Auge del turismo, presión inmobiliaria
España sigue siendo uno de los destinos turísticos más populares del mundo, con millones de visitantes cada año. Sin embargo, el éxito del turismo se ha visto cada vez más afectado por la problemática de la vivienda local, especialmente en grandes ciudades como Barcelona, Madrid y zonas costeras de gran interés.
Se ha atribuido a la alta demanda de alquileres vacacionales de corta duración el aumento de los alquileres y la reducción de la oferta de viviendas de larga duración, lo que ha obligado a muchos residentes a abandonar los barrios céntricos. Estas tensiones han alimentado una oleada de protestas antiturísticas en los últimos meses, incluyendo manifestaciones en Barcelona antes de la temporada alta de verano.
El ministro de Derechos del Consumidor, Pablo Bustinduy, presentó la multa como una defensa del derecho de los residentes a la vivienda. «Miles de familias viven al límite por el coste de la vivienda, mientras que unas pocas se benefician de modelos de negocio que obligan a la gente a abandonar sus hogares», declaró en un comunicado.

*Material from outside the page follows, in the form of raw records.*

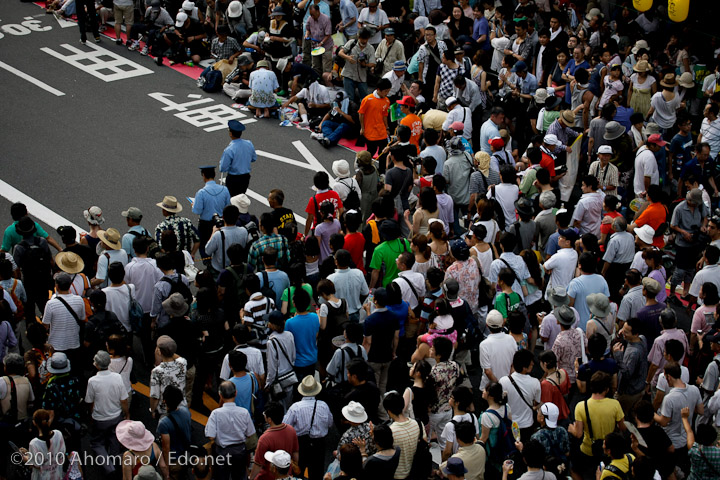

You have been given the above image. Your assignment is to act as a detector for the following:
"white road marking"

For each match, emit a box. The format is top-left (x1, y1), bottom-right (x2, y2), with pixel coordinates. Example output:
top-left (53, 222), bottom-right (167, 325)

top-left (0, 62), bottom-right (65, 97)
top-left (0, 180), bottom-right (85, 234)
top-left (245, 189), bottom-right (306, 225)
top-left (40, 43), bottom-right (153, 82)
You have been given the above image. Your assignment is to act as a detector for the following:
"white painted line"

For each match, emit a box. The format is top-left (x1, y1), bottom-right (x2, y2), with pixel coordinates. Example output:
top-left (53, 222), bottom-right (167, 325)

top-left (0, 62), bottom-right (65, 97)
top-left (0, 180), bottom-right (85, 234)
top-left (245, 189), bottom-right (306, 225)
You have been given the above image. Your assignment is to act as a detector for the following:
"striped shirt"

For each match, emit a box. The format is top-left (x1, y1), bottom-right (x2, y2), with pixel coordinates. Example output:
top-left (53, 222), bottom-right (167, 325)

top-left (283, 397), bottom-right (333, 438)
top-left (43, 293), bottom-right (85, 352)
top-left (390, 418), bottom-right (425, 479)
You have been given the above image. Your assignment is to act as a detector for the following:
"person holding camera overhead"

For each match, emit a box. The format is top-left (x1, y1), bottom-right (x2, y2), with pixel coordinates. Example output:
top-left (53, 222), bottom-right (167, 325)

top-left (192, 165), bottom-right (230, 262)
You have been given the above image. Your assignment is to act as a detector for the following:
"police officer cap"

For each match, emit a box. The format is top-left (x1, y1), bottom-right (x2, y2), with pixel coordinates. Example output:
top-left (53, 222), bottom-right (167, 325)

top-left (228, 120), bottom-right (245, 133)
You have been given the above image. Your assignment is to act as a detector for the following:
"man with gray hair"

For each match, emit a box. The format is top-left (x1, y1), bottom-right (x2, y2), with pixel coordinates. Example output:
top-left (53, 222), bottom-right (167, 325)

top-left (535, 191), bottom-right (557, 252)
top-left (150, 335), bottom-right (187, 418)
top-left (205, 380), bottom-right (255, 480)
top-left (85, 350), bottom-right (130, 475)
top-left (601, 216), bottom-right (635, 304)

En una publicación separada en la plataforma social Bluesky, Bustinduy agregó: “Ninguna empresa, por grande o poderosa que sea, está por encima de la ley, especialmente cuando está en juego la vivienda”.
Airbnb contraataca
Airbnb cuestiona la postura del gobierno y afirma que está “confiado en que las acciones del Ministerio de Consumo son contrarias a la normativa aplicable en España”.
La compañía señaló que las reglas de alquiler a corto plazo de España se actualizaron en julio y dijo que ha estado trabajando en estrecha colaboración con el Ministerio de Vivienda para apoyar la implementación de un nuevo sistema de registro nacional para propiedades turísticas.
A pesar de ello, el Gobierno español dice más que 65,000 anuncios en Airbnb incumplieron las normas de consumo, incluidas propiedades sin licencias válidas o listados cuyos números de licencia no coincidían con los registros oficiales.
Una tendencia global
España no es el único país que ha endurecido los controles sobre los alquileres vacacionales. Ciudades turísticas populares como Barcelona, París, Berlín, Nueva York y San Francisco (la cuna de Airbnb) han introducido límites estrictos en los últimos años.
Lanzado originalmente en 2007 y con una creciente popularidad alrededor de 2014, Airbnb transformó el sector de los viajes al ofrecer a los visitantes alternativas asequibles a los hoteles. Sin embargo, a medida que los alquileres a corto plazo se expandieron de habitaciones libres a bloques de apartamentos enteros, muchas ciudades comenzaron a frenar el sector ante las quejas por la escasez de viviendas, el aumento de los alquileres y las perturbaciones en las comunidades locales.
Para los viajeros que planean visitar España, el mensaje es claro: las regulaciones se están endureciendo y el alojamiento autorizado se está convirtiendo en una parte cada vez más importante de los viajes responsables.